Nei giorni in cui si infiamma il dibattito sull’articolo 18, esce un sondaggio interessante, che ieri ha avuto grande fortuna sui social: condiviso soprattutto da chi ha a cuore questa preziosissima tutela. Secondo l’Ispo, ben il 54% degli italiani ritiene che l’eventuale abolizione dell’articolo 18 «renderebbe i lavoratori dipendenti più ricattabili da parte dei datori di lavoro». Ancora più accentuato il consenso verso questa opinione da parte dei giovani (fascia 24-35 anni): lo pensa il 55% .

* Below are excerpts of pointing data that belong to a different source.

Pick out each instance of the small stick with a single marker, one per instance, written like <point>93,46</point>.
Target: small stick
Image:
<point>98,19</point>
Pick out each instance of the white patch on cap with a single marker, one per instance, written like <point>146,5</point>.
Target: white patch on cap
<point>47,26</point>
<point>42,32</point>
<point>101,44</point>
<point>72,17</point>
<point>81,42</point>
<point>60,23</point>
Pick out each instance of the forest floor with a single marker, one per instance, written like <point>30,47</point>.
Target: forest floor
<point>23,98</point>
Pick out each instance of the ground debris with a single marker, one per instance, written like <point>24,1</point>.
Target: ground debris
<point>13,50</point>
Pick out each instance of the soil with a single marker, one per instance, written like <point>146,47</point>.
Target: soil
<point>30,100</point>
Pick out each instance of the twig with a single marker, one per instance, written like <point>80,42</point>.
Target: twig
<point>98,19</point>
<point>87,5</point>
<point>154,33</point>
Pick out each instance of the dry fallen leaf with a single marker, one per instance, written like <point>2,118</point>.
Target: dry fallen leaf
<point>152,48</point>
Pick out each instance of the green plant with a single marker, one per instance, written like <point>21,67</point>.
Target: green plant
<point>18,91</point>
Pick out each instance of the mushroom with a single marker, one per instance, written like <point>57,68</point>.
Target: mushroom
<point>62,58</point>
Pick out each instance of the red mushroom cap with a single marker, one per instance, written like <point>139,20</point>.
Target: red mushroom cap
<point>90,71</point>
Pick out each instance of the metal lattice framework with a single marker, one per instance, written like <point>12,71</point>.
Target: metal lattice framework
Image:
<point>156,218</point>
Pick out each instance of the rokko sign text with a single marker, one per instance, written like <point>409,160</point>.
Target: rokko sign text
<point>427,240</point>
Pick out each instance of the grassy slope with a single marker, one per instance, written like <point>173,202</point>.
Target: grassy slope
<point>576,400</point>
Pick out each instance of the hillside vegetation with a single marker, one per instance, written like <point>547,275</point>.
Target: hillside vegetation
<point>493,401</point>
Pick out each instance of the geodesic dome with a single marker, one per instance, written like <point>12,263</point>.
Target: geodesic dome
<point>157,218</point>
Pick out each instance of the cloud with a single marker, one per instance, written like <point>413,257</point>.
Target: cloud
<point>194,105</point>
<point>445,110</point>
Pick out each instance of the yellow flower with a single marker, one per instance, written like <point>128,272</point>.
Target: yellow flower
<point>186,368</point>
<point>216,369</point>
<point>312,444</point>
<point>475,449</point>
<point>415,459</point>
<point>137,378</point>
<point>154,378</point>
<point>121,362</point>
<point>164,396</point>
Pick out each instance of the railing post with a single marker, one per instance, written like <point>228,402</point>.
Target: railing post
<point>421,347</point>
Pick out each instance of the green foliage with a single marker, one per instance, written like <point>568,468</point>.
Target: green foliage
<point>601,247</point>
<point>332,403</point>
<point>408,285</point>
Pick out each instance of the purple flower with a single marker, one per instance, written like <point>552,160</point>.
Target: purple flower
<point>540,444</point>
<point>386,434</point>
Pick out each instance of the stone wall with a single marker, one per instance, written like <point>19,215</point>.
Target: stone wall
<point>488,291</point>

Intanto la Cgil continua con il pressing sul governo e la maggioranza, tentando di reagire all’attacco renziano. La segretaria Susanna Camusso ieri ha spiegato che «con Cisl e Uil i contatti sono continui», e che sta tentando di costruire una mobilitazione unitaria, ma che se dovesse fallire, comunque si mobiliterebbe da sola: «La Cgil ha già detto e continuerà a ribadire che inizierà la mobilitazione. Sarebbe utile per tutti che fosse unitaria ma comunque non ci tireremo indietro», ha detto.

In particolare, il sindacato guidato da Camusso ieri ha risposto alla campagna martellante iniziata da Giorgio Squinzi due giorni fa. Il presidente di Confindustria, infatti, abbandonando le posizioni più concilianti – o perlomeno meno esplicite – degli ultimi mesi, ha invece esplicitato il suo sostegno all’”ipotesi Renzi”, o meglio a quella che lui ritiene essere tale: «L’abolizione dell’articolo 18, pur essendo un problema percentualmente non così fondamentale – ha detto – sarebbe comunque un segnale molto forte, in modo particolare per gli investitori e soprattutto per gli investitori esteri».

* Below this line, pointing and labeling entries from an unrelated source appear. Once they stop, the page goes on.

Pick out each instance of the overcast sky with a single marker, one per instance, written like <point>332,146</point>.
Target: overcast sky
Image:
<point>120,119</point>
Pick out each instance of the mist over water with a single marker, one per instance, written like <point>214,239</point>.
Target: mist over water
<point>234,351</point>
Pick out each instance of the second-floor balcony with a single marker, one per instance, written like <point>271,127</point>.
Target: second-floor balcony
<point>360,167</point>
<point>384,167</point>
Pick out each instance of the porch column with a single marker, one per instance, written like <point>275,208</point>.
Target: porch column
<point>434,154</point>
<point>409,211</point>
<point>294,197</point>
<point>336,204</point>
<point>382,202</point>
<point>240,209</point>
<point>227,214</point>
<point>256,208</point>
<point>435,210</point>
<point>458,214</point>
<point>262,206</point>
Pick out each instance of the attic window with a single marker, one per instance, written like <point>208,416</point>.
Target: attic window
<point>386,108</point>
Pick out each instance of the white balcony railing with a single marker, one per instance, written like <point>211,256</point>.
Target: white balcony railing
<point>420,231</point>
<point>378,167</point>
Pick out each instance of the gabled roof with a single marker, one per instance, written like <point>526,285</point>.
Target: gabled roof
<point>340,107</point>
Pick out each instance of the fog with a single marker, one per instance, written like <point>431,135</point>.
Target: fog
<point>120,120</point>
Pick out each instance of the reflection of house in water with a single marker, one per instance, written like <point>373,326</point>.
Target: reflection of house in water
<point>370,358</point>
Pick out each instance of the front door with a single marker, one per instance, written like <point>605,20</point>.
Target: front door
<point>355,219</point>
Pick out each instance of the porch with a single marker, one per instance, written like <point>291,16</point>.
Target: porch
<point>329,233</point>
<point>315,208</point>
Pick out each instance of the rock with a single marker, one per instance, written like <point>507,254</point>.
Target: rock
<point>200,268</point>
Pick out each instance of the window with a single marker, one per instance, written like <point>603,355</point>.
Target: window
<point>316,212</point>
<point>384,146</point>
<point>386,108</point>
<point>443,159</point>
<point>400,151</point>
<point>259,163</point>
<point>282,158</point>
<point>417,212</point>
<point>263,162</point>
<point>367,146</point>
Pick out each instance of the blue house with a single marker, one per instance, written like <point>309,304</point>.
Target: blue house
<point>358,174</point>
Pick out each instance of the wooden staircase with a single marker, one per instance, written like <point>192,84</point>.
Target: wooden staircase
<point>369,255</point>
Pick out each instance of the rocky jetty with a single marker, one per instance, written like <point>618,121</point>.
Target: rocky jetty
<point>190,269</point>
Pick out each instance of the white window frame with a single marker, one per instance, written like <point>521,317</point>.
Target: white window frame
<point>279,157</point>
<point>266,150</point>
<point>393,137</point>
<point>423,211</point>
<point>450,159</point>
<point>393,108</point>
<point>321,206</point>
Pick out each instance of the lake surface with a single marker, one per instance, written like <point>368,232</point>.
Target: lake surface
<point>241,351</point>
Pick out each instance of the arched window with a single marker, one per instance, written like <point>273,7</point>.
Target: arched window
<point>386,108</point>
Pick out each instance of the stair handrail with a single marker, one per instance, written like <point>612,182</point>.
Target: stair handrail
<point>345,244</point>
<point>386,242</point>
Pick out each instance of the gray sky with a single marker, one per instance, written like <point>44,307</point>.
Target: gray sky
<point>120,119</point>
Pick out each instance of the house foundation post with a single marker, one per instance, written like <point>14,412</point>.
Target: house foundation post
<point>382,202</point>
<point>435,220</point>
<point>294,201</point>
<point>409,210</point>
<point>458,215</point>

«Vedo dei repentini mutamenti di opinione, perché ricordo molte dichiarazioni del presidente di Confindustria che dicevano esattamente l’opposto», ha commentato la segretaria della Cgil Camusso.

E ieri in effetti un altro video è circolato parecchio sui social, quello in cui il presidente del consiglio Renzi, intervistato due anni fa da Michele Santoro a Servizio Pubblico, su sollecitazione della direttrice de il manifesto rispondeva a una domanda sull’articolo 18, sostenendo che non era quello il problema dell’economia italiana.

La frase del premier, è stata rilanciata ieri dal blog di Beppe Grillo, in un post dal titolo #Coerenzie: «In questo momento nel mio territorio ci sono almeno 3 crisi aziendali di aziende di 150 persone che hanno deciso dalla mattina alla sera di chiudere e di andarsene. L’articolo 18 per loro non è un problema e per quel lavoratore non è una sicurezza. Ho detto sull’articolo 18 e lo ripeto qui che non ho trovato un solo imprenditore, in tre anni che faccio il sindaco, che mi abbia detto: “Caro Renzi, io non lavoro a Firenze o in Italia, non porto i soldi, perché c’è l’articolo 18”. Nessuno me l’ha detto. Non c’è un imprenditore che ponga l’articolo 18 come un problema. Perché, mi dicono, c’è un problema di burocrazia, di tasse, di giustizia, non dell’articolo 18. E non ho mai trovato neanche un ragazzo, precario, che mi abbia detto: “Sogno l’articolo 18”. Per quello che mi riguarda l’articolo 18 – aveva concluso il premier – è un problema mediatico. Un problema che si è posto solo nel dibattito mediatico».

Una dichiarazione del tutto opposta, come si vede, rispetto a quelle di questi giorni, che individuano al contrario nell’articolo 18 uno dei maggiori impedimenti agli investimenti, soprattutto esteri. «Renzie da paladino dell’articolo 18 – commenta Grillo – è diventato improvvisamente ultraberlusconiano, tanto da guadagnarsi il plauso nientepopodimeno che di Brunetta».

Tornando al fronte sindacale, non è facile tenerlo insieme. Mentre la Fiom si prepara alla manifestazione del 18 ottobre (venerdì e sabato l’Assemblea dei delegati a Cervia), Raffaele Bonanni e Luigi Angeletti aprono alle modifiche proposte da Renzi: «Se si vuol combattere davvero il precariato, siamo pronti a trattare su tutto, anche sull’articolo 18», dice il segretario Cisl. Anche la Uil aveva aperto, un giorno prima. «No a doppi regimi – commenta Camusso – Il nostro obiettivo resta quello di portare tutto il lavoro ad avere diritti e dignità».